# About the convergence of $f_n:=\sin{\sqrt{t+4n^2\pi^2}}$

Let $f_n \in C([0,+\infty))$ be defined by $f_n(t):=\sin{\sqrt{t+4n^2\pi^2}}$, for $n \in \mathbb N$ and $t \ge 0$.

1. Prove that $f_n$ converges pointwise to $f \in C([0,+\infty))$ and determine $f$;

2. study the uniform convergence of the sequence on bounded intervals and on $[0;+\infty)$.

Well, I've got some problems and I need your kind help.

First of all, I've noted that $f_n(0)=0$ for every $n \in \mathbb N$. My guess is that the pointwise limit is $f \equiv 0$. But how can I prove it rigorously? I think that one should note that $4n^2\pi^2=(2n\pi)^2$ so there must be something related to periodicity of the function $\sin(\cdot)$...

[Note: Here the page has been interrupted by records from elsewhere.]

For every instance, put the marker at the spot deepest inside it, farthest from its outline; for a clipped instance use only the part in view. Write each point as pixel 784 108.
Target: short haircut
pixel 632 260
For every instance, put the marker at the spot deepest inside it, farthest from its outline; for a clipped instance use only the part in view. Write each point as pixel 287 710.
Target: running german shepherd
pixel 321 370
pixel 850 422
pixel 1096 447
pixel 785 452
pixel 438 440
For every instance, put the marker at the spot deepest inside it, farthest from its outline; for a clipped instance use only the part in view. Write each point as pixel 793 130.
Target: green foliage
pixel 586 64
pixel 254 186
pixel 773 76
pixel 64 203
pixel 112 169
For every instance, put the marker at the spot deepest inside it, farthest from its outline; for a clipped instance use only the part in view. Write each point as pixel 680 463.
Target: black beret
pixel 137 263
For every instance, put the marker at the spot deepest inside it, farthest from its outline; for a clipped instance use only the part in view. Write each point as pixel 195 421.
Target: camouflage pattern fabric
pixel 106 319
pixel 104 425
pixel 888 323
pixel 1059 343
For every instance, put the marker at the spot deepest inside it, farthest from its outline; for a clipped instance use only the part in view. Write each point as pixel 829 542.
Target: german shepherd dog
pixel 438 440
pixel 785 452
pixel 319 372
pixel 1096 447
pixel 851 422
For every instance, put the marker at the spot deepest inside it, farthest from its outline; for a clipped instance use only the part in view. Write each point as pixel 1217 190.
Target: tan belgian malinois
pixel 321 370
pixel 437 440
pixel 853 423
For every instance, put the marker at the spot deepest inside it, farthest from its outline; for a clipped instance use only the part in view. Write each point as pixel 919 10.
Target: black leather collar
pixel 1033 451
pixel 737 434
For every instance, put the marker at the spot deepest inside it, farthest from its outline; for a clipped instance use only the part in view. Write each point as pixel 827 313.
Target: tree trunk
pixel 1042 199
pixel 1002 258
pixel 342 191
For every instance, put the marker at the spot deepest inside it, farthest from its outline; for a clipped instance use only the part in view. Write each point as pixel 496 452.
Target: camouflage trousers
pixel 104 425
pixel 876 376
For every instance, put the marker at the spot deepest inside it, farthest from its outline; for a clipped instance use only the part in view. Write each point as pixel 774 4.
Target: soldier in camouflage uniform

Hint $$\sin \left( {\sqrt {t + 4{n^2}{\pi ^2}} } \right) = \sin \left( {2n\pi \sqrt {\frac{{t + 4{n^2}{\pi ^2}}}{{4{n^2}\pi }}} } \right) = \sin \left( {2n\pi \sqrt {\frac{t}{{4{n^2}\pi }} + 1} } \right)$$

and

$$\sqrt {1 + x} = 1 + \frac{x}{2} + o\left( x \right)$$ for $x\to 0$

Of course $\sin x =x+o(x)$ for $x\to 0$

$\sin(\sqrt{t+4n^2\pi^2})=\sin\left(2n\pi\sqrt{1+\frac{t}{4n^2\pi^2}}\right)\approx \sin\left(2n\pi+\frac{t}{4n\pi}\right)=\sin\left(\frac{t}{4n\pi}\right)\approx\frac{t}{4n\pi}\rightarrow 0$

so $f(t)=0$.

On any interval, the convergence is bounded as $|\sin(x)|\le|x|$.